人間は、たとえばあなたは、ある論理を相手(たとえば憲法の場合は他国の人々など)が理解してくれるかどうかと、自分がその論理を信じるかどうかを、同じことであるかのように考えてはいけない。
それは客観的には、つまり神や運命のような視点から見れば「その論理が通用するか否か」の一点を問うまったき一つの問題であるけれど、人間一人ひとりにとってはあくまでもまったく別の、自分の身体性の問題でもある。
自分の視点と相手の視点と客観的な視点とから見たその問題は、1つの問題の3つの側面ではなく、重なった3つの問題である。
その問題の現実的な構図とは、客観的に正しい意味が1つあるのに対してその見方が2つあるのではなく、2つの意義とそれらの共通土台となる客観的事実が1つあるというものだ。

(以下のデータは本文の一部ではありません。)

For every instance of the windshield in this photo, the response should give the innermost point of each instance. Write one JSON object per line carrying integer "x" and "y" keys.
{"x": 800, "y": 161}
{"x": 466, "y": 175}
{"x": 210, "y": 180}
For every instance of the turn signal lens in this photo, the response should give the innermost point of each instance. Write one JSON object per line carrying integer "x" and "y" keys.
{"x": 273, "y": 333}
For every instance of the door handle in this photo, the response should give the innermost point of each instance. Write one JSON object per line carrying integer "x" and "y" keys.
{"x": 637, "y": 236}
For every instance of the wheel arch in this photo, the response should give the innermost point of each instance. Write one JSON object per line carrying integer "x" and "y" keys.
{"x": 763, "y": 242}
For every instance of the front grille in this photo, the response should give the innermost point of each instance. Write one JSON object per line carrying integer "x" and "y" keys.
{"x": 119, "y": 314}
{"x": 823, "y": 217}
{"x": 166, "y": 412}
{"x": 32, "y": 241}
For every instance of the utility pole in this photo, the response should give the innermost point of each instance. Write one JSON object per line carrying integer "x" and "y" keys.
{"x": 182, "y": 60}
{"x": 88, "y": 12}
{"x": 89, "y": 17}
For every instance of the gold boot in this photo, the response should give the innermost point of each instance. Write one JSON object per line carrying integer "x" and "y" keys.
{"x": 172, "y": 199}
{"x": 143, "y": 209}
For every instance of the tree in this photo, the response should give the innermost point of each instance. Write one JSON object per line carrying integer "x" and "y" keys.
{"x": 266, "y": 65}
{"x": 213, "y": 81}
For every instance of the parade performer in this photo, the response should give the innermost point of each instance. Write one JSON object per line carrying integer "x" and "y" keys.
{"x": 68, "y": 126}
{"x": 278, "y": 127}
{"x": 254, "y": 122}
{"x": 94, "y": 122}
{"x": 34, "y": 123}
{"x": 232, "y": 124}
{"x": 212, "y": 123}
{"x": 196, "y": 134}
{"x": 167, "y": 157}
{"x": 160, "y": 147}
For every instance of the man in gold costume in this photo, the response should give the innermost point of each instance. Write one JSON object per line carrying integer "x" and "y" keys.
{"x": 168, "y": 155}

人間にとって、そのような問題においてなにより肝要なことは、より早くまたはより揺るぎない答えを出すことでは決してなく、関係者全員の身体性=人間性=存在意義を損なわないことだ。
客観的な視点から見たと想定したその問題は、仮想現実と呼ぶにふさわしい代物、人間の現実から見れば自分のその現実を構成する要素に過ぎない。
必須要素なのでその理解のために欠くことができないが、それは(客観的である故にもともと無意味な事象であり)現実において解決が目指されるような問題ではない。
たとえばあなたの国の憲法について、あなたは客観的な事実をふまえて、あくまでもあなた自身が主となりその立役者としてふるまう際の問題としてとらえ、考えるべきだ。
当然相手は相手の立場と感覚においてそう考えるべきで、両者は人としてその自他の自省をふまえて対話しようとするべきだ。
たとえば複数の国や民族が関わる問題について地政学の視点はその客観的な理解のために有効だが、その是非の判断を下すためには無効である。
現実の論理とは客観的な真偽ではなく、人間主体からそれをも含んだ是非を問われ、意義をもって成立するものである。